Alltel Corp. reported weaker-than-expected total earnings, but still outpaced analysts’ predictions by adding 147,000 net new wireless subscribers, most of which were prepaid.

Alltel reported consolidated revenue of $2.58 billion, a 21-percent jump from 2004’s fourth quarter. However, net income fell to $255.1 million (66 cents per share) from $270.6 million last year (89 cents per share). The carrier stated fully diluted earnings for the quarter of 77 cents per share from current businesses. Most analysts had expected that figure to be around 83 cents per share.

The majority of Alltel’s net customer adds were prepaid users, with 90,000 of the 147,000 net new wireless subscribers not signing a contract. Alltel lost only 37,000 subscribers from former Cingular Wireless L.L.C. markets that Alltel transitioned from GSM to CDMA technology.
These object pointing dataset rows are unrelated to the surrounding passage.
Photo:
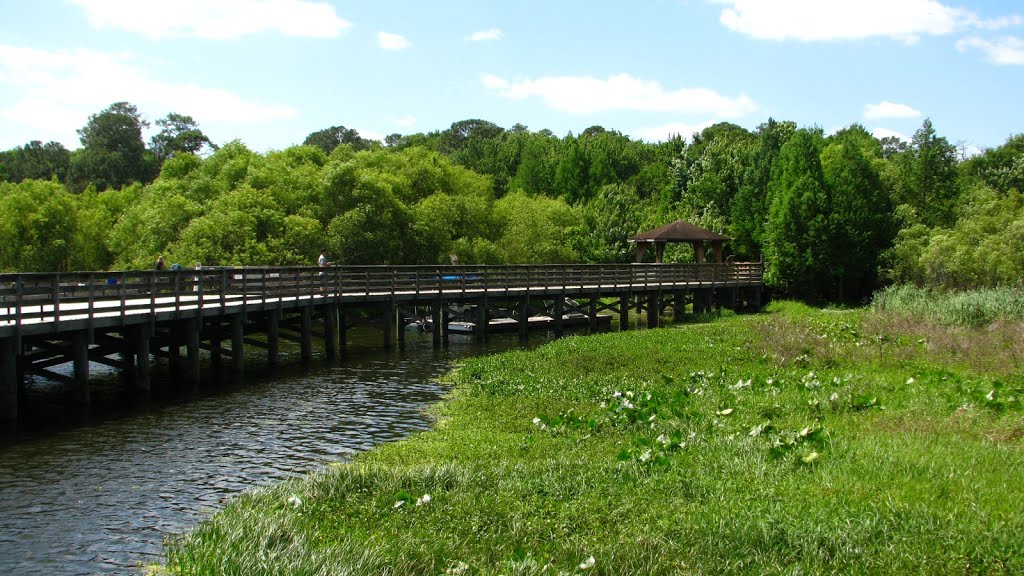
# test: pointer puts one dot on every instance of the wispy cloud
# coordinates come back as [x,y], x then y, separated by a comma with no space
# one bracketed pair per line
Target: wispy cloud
[1005,51]
[484,35]
[404,121]
[580,94]
[886,110]
[886,132]
[217,19]
[59,89]
[390,41]
[665,131]
[812,21]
Some analysts had predicted the rural carrier would lose all 119,000 customers in those areas. Alltel added 18,000 subscribers in former Western Wireless Corp. markets.
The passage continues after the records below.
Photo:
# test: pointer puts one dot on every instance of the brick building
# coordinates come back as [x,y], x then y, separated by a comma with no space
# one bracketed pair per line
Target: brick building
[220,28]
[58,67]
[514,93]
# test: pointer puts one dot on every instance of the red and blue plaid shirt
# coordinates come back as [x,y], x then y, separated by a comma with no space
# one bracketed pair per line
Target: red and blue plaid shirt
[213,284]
Alltel posted customer churn of 2.2 percent for the quarter, up from 2.17 percent in fourth-quarter 2004. For the year, Alltel had total wireless churn of 2.17 percent, down from last year’s 2.23 percent. Average revenue per user for the quarter stood at $52.13, up 6 percent from the same quarter the previous year. Yearly ARPU was up 7 percent from 2004 to $51.44.
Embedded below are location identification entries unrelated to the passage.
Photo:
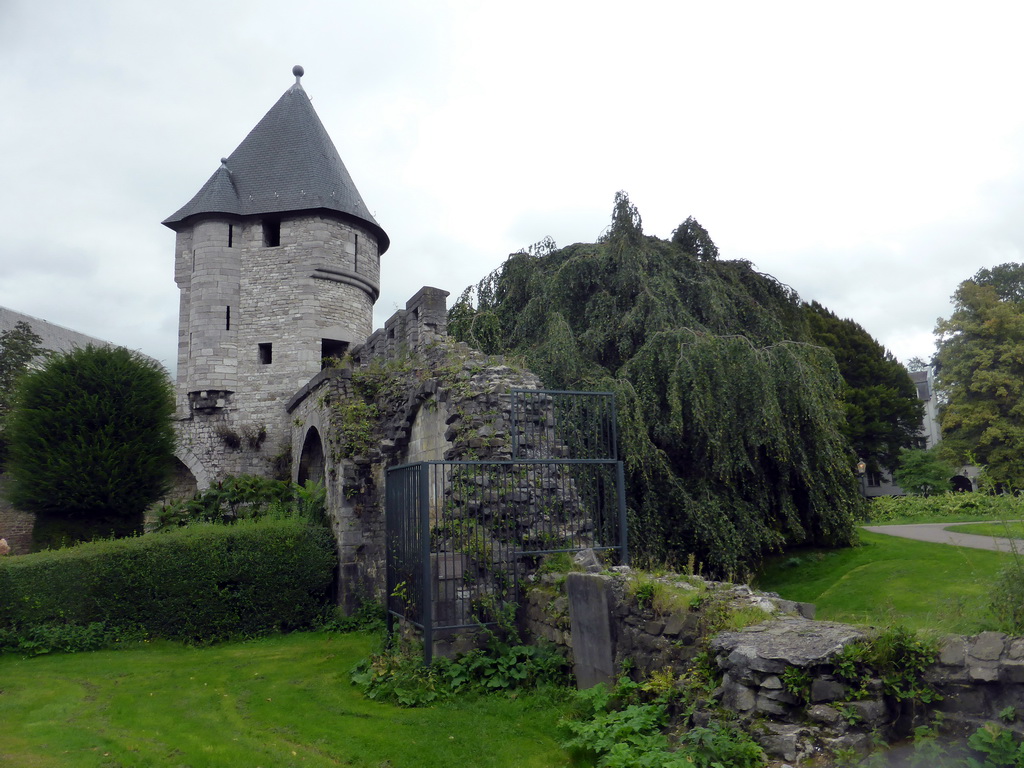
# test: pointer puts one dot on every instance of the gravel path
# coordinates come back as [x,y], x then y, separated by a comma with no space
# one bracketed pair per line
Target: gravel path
[936,534]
The carrier reported a wireless operating margin of 17.1 percent in the fourth quarter of 2005, down 13 percent from the same quarter in ’04. Several analysts expressed concern about decreases in Alltel’s wireless margins, and company officials said that margins would be addressed Feb. 1, when Alltel has its scheduled analyst day.

Simon Flannery of Morgan Stanley & Co. said Alltel produced strong wireless net adds, but at the expense of lower margins. He added that Alltel’s prepaid growth was particularly impressive since Alltel had been losing prepaid customers during the third quarter.

Alltel also reported nearly $10 million in costs associated with Hurricane Katrina during the fourth quarter.

As far as revenue from Alltel’s data offerings, the company reported that about 5 percent of ARPU, or $2.58, came from wireless data, and the carrier was seeing double the download traffic on 3G-enabled phones compared with other handsets. While most of Alltel’s customers have access to CDMA2000 1x technology, the carrier has launched higher-speed EV-DO services in a dozen markets.

In 2005, Alltel completed transactions with Cingular, PSC Wireless, Western Wireless and U.S. Cellular Corp., as well as announcing that it was spinning off its wireline business in a $9.1 billion deal that would leave the rural carrier as a wireless-only business. The company expanded its footprint to include 76 million potential customers and now has a customer base of more than 10 million subscribers.